16 July 2025
If you are covering ASML’s latest financial results, please find below a comment from Ben Barringer, global technology analyst at Quilter Cheviot:
“The latest results from ASML can be summed up as ‘complicated’. Investors were watching the order book very closely and on the face of it looks very positive with Q2’s orders ahead of expectations. However, what is worrying is the guidance and this has weakened somewhat with the company confirming that revenues will be weaker than expected for Q3. This is all having a significant impact on its growth, with 2025 expected to come in at 15%, but it currently cannot confirm if 2026 is going to be a growth year or not – not an ideal place to be.
“ASML cites the macroeconomic environment and tariffs having an impact on the orders.

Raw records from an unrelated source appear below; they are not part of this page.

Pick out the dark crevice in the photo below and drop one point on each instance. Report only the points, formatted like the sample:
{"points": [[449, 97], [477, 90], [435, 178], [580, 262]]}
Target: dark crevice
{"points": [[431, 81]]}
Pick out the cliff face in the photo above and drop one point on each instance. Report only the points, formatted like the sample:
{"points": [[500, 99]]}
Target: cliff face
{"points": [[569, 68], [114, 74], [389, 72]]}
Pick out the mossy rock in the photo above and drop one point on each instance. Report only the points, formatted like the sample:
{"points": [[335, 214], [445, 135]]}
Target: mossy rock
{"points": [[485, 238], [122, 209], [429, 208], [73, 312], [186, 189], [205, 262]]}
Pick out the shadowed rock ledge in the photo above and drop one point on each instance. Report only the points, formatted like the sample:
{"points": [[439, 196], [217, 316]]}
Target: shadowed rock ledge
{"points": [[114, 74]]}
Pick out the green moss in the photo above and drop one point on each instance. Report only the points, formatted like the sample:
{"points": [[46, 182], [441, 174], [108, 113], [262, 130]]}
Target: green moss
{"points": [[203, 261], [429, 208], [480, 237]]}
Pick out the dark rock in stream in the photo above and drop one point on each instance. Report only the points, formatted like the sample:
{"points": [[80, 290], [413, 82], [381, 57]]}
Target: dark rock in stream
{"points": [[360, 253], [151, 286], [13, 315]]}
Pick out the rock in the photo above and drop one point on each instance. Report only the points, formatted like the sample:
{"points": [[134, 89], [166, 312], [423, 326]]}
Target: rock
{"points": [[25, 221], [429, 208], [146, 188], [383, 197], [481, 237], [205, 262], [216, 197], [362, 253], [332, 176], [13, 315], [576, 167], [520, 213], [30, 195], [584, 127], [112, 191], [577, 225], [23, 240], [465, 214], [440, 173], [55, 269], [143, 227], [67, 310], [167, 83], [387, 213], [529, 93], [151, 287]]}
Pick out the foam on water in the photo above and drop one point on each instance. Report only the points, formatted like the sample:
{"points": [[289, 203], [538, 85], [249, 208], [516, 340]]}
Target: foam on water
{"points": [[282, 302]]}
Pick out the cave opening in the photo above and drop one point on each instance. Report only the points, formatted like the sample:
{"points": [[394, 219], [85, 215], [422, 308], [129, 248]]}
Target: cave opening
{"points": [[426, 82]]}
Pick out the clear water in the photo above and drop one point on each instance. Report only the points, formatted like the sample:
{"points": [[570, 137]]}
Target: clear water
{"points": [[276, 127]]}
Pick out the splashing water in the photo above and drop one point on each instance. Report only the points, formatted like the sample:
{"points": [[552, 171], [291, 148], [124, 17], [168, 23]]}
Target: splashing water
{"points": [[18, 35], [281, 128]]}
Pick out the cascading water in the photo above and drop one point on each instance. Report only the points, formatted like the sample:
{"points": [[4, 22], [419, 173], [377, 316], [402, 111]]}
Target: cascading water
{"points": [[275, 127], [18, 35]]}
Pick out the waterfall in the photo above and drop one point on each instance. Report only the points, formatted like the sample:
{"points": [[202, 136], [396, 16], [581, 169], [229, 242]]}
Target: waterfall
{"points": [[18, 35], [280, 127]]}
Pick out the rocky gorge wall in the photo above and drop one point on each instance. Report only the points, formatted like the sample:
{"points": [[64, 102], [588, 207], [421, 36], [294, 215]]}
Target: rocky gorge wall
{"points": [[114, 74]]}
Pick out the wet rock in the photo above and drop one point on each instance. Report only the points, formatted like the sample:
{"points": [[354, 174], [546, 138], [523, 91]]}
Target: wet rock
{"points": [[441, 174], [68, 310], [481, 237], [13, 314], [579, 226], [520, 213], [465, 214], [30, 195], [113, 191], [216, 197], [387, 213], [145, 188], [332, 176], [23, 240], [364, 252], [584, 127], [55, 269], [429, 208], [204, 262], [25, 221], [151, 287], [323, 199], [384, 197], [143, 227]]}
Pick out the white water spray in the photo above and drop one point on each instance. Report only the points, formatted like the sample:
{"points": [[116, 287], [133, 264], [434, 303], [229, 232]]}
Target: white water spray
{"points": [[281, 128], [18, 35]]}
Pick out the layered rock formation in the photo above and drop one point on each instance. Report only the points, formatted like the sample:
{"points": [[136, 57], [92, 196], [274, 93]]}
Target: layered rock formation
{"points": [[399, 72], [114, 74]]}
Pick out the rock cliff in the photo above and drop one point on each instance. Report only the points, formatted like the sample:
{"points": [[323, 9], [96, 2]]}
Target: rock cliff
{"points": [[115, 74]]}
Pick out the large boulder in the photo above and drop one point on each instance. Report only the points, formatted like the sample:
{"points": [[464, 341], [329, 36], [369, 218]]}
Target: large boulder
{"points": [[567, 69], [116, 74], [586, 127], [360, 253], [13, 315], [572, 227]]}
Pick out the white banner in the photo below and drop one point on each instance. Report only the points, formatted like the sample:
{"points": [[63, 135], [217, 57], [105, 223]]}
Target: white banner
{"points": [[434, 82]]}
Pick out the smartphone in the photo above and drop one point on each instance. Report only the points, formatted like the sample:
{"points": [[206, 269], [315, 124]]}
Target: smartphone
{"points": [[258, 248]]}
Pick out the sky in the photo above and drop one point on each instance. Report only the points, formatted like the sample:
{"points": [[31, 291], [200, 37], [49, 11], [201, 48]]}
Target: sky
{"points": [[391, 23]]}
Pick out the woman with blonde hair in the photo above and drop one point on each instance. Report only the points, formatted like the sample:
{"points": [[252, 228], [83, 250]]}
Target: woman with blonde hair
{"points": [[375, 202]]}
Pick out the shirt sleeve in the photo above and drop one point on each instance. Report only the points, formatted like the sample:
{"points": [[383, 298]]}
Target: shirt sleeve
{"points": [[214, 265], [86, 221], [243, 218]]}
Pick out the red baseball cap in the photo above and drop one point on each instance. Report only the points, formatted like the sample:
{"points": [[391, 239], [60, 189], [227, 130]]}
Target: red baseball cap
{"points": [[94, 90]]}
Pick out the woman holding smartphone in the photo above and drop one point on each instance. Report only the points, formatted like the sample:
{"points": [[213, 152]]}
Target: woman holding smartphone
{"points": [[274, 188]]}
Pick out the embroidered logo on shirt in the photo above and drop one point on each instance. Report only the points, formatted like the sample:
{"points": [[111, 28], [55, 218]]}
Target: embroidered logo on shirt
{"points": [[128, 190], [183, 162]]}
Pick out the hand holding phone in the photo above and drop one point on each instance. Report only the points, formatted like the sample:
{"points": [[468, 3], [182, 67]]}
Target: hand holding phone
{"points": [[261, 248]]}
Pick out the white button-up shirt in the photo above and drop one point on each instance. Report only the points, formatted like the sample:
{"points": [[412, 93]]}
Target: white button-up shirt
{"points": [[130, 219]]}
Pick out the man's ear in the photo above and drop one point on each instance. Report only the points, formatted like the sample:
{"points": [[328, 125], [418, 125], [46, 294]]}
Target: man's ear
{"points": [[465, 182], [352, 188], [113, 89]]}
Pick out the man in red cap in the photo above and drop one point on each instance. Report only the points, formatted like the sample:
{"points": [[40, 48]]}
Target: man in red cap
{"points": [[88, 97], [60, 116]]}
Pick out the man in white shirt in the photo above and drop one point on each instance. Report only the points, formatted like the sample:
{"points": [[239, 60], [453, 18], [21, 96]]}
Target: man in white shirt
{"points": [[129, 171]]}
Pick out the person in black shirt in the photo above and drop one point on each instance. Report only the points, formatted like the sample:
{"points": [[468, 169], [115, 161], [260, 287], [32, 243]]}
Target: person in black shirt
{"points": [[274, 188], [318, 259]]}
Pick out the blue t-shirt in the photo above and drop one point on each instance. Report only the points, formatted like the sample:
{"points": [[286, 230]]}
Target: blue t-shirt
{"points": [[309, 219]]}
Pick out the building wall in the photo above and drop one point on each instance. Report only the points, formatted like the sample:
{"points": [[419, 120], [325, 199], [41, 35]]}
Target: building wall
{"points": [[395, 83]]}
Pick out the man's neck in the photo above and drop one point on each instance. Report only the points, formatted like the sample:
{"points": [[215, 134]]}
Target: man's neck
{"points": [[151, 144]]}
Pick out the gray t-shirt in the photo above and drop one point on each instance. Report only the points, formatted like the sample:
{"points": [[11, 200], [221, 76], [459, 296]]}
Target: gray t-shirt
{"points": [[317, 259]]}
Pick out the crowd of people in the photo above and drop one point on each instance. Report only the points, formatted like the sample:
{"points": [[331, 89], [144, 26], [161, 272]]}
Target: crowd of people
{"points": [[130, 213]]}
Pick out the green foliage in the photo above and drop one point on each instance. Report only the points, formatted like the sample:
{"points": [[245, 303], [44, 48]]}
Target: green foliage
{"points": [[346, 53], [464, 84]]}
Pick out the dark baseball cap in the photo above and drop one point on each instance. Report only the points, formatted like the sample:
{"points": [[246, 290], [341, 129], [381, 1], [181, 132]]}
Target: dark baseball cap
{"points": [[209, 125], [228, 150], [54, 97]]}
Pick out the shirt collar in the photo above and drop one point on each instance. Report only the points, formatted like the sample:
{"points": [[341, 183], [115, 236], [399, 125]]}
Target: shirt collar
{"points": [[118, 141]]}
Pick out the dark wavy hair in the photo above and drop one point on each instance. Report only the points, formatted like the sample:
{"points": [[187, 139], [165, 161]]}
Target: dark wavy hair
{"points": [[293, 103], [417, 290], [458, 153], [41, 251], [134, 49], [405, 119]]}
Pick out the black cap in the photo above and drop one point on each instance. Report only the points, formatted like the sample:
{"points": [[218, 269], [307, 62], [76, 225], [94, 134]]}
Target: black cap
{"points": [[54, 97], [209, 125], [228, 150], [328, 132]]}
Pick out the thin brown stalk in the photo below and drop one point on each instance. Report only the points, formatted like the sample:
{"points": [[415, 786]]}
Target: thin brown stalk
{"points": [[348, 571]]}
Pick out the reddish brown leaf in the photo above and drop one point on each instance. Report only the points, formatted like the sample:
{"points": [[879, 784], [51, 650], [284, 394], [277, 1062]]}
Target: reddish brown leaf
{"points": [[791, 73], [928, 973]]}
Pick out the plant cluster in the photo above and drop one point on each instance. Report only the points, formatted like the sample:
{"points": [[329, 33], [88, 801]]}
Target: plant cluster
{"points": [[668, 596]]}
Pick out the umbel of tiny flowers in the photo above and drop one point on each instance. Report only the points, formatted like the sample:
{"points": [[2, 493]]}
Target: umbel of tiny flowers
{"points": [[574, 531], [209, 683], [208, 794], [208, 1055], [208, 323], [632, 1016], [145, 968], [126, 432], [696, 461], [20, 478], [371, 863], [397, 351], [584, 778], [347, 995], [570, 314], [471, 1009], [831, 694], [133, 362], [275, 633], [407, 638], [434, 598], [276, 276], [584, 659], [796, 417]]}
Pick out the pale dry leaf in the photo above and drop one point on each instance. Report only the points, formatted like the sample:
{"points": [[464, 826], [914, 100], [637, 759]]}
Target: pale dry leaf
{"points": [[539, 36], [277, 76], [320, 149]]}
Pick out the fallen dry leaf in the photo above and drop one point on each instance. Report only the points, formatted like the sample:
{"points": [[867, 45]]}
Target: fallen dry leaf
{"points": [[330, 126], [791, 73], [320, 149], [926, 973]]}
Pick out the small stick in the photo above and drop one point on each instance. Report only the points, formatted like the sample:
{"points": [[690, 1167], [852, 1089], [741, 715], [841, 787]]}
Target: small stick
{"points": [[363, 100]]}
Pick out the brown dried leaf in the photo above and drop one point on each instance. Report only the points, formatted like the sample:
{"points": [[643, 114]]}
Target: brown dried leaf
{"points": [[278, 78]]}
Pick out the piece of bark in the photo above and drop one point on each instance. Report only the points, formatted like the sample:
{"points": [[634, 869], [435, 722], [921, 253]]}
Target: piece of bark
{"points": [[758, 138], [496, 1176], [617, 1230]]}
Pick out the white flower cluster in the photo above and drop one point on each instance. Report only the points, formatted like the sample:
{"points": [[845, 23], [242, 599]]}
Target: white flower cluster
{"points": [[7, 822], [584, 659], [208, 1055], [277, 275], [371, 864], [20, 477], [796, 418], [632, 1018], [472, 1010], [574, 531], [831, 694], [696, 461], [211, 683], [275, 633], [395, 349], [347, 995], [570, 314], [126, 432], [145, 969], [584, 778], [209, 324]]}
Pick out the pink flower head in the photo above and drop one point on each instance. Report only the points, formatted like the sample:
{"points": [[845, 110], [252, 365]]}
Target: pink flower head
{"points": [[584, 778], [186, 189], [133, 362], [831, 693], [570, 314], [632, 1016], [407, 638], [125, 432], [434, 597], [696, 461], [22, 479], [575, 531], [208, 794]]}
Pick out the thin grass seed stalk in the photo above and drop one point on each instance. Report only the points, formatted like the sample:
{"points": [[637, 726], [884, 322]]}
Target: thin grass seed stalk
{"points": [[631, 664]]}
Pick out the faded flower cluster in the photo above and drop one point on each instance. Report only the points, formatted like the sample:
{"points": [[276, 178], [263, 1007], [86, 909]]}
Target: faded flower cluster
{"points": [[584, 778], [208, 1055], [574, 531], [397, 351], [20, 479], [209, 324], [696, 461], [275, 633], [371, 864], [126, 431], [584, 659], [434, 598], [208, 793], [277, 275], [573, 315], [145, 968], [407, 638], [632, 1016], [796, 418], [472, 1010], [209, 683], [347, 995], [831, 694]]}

More specifically, it is more likely uncertainty from China, memory capex uncertainty and the struggles at Intel and Samsung that are more likely to be hampering things. It is also crucial to watch what TSMC is doing – ASML’s biggest customer. TSMC is transitioning to a new style of 3D product and for now ASML’s products are not as in demand as they likely will be in a year or two. As a result, ASML is focusing on productivity and deriving value from that.
“Ultimately, this is a speed bump for what remains a high-quality company. It still has a big backlog so growth should still pull through, but uncertainty is no doubt abound. For a European tech business ASML is one of the best out there, but for investors looking to gain AI exposure, there are better players out there in the US and Asia. For now, semiconductor capital equipment is not the best way to play AI.”